My municipality has passed a council resolution whereby you can order a charging station through an external party, and so then you can have a public charging station installed nearby. Provided there isn’t already a charging point within a reasonable distance. In my neighborhood there are hardly any charging points, and the only one I have been able to find niche about 400 meters away, consisting of 2 AC charging points where two cars are always charging.
In my search for possible solutions to still make it possible to get to the car via the public sidewalk so that I do get to charge the car at home, I have come across several solutions. Of those solutions, only one is really useful, because all solutions with cable trays or cable protection over the sidewalk can still lead to liability issues if someone trips over the cable or is otherwise inconvenienced by the cable over the sidewalk.
The solution of using a hinged cable tree placed high on your facade to get the cable across the public sidewalk directly to your car is a pretty eye-catching solution. But- the sidewalk remains free of obstacles and no one is bothered by it. Except perhaps for the fact that it doesn’t look very pretty. I wonder how the municipality would want to and can- prevent this solution. After all, similar things like flags on the public sidewalk at a sufficient height are not enforced either. If that is even possible by law.
In terms of principle, it looks like this:
The lever can be moved upwards after use. Then the whole tree falls away into the vertical holder. Very nice, just a pity that the link to the supplier doesn’t seem to work anymore.
For my home situation, I prefer to place the lever on the facade. With a hinge point, the lever can then be moved away nicely against the facade after use, where you can attach the lever.
Below is an example of a company that makes these levers for hanging welding shields in factory halls. They also exist in extendable versions up to a length of 6 meters.
When you create such a solution, it must of course comply with all the rules and regulations, and the design must be such that it fits in with the surroundings. The choice of color and material is also a matter of concern, and it must not cause any inconvenience, such as clattering against the facade, etc. And the structure must be professionally grounded.
I do expect resistance from the local authority because they assume that electric vehicles are still in the minority and that there is therefore no need for a serious solution for home charging in public parking spaces.
The world is changing so fast towards electric personal transport, the sale of new cars already consists for 10% of electric cars. Of course the subsidy schemes help with this too, but all those cars sold are just going to drive and need charging spots.
Given the fact that people that already installed solar panels at their home are also the first people to drive electric cars, these people also want to use their installed solar panels for their electric transport.

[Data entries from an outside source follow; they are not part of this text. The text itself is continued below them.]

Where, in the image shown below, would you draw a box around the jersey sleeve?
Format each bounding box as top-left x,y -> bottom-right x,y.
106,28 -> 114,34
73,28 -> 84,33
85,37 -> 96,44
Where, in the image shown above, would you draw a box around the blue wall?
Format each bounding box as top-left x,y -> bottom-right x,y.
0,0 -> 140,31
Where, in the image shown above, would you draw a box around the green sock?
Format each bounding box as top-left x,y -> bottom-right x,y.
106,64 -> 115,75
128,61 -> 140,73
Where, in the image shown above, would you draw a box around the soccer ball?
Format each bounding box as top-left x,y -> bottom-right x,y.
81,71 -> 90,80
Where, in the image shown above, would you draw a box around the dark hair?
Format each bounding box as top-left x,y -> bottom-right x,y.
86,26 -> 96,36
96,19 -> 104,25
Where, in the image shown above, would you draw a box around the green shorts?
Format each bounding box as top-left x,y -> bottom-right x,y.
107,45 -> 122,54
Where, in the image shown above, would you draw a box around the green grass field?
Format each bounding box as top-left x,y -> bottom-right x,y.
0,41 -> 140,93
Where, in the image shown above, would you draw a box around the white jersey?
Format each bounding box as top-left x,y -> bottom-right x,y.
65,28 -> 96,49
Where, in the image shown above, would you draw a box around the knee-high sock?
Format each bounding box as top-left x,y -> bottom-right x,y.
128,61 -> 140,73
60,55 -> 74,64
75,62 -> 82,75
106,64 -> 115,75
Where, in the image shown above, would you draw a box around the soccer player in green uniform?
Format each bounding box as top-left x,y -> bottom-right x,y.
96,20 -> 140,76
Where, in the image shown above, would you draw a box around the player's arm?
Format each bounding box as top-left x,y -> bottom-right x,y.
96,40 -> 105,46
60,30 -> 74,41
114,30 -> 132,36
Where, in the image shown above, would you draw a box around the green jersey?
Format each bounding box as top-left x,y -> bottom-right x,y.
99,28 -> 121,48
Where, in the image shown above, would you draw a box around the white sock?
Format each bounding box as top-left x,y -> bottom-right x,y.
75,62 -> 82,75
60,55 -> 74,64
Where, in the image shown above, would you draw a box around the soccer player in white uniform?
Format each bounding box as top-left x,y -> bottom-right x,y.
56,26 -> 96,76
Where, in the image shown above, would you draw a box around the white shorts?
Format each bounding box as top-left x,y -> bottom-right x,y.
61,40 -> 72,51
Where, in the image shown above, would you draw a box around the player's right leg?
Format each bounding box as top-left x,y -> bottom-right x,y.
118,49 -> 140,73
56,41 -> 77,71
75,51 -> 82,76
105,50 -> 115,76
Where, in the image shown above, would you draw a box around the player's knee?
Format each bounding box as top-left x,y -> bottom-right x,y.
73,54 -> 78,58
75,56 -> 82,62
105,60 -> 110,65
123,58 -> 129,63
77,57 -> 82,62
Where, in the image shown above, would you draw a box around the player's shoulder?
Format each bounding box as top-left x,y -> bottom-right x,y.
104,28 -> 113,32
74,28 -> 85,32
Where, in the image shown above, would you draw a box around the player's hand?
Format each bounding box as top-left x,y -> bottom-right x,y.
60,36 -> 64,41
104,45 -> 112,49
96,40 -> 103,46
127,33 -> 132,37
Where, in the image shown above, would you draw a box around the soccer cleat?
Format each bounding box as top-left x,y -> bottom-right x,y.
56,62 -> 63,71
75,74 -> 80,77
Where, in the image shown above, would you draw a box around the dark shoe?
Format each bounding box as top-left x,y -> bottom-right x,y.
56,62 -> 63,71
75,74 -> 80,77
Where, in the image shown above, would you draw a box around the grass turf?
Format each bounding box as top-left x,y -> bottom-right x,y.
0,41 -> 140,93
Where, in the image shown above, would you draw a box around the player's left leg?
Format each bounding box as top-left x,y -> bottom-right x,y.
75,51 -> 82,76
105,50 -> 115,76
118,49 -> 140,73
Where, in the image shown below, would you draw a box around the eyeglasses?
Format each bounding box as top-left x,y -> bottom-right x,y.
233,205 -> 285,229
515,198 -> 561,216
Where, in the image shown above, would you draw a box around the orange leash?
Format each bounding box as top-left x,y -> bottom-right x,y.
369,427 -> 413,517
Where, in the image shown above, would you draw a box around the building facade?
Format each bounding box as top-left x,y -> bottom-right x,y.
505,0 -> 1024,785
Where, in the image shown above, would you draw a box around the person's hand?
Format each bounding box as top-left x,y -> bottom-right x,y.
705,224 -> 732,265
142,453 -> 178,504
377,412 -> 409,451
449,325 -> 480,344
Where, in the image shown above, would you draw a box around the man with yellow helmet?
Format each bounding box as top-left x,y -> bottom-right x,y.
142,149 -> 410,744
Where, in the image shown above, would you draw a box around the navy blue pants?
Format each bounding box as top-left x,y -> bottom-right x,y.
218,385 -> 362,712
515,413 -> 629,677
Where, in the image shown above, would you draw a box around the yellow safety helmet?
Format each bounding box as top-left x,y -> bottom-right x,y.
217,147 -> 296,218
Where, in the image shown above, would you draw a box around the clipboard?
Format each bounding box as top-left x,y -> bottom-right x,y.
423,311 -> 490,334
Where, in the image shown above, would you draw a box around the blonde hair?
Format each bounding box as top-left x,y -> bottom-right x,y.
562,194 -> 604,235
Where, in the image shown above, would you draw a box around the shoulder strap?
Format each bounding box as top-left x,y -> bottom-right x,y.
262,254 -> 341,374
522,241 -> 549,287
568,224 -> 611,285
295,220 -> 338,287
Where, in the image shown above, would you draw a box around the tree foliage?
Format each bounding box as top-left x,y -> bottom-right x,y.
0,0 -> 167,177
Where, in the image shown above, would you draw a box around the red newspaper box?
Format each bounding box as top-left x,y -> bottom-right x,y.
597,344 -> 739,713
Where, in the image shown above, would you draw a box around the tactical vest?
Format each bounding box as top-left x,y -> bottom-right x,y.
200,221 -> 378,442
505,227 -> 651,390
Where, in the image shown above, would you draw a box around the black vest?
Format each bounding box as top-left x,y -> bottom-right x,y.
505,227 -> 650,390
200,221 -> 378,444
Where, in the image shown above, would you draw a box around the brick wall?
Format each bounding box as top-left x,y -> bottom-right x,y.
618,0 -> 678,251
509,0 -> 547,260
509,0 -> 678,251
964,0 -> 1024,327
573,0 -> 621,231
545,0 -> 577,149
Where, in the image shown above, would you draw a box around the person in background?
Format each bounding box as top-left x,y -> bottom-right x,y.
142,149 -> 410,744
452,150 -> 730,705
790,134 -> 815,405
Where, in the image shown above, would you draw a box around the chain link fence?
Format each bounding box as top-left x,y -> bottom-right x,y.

And as long as the net metering regulation for the return of energy is still in force in the Netherlands, the pressure on necessarily wanting to charge the electric car at home will not be very great. But with the rising energy prices suddenly making public charging much more expensive than charging at home, the pressure on wanting to charge at home using one’s own solar panels could become much greater.
VEHICLE TO LOAD
In addition, the latest development to run your home on your car battery is suddenly serious, because all brands now supply electric cars with a vehicle to load connection, which means that you can also use your charging cable to feed energy back into your home. This means that during the day you can charge your car from your solar panels and in the evening you can use the energy from your car battery. An average family consumes 8kWh in the evening and the car usually has about 50-70 kWh available. Most private solar panel installations start at 8 panels and that is exactly enough to fully recharge the car for the use of 8kWh per day on an average day during the 8 so-called sunny months of the year. And the months of November through February? You will still have to ‘buy’ electric energy during these 4 months. Preferably with wind energy from a green supplier, of course. When you drive your electric car to and from work every day, recharging your EV from your solar panels for those days is obviously not true. But when you regularly work at home, the story does apply for those days, as well as the periods during the weekends when you are plugged in at home.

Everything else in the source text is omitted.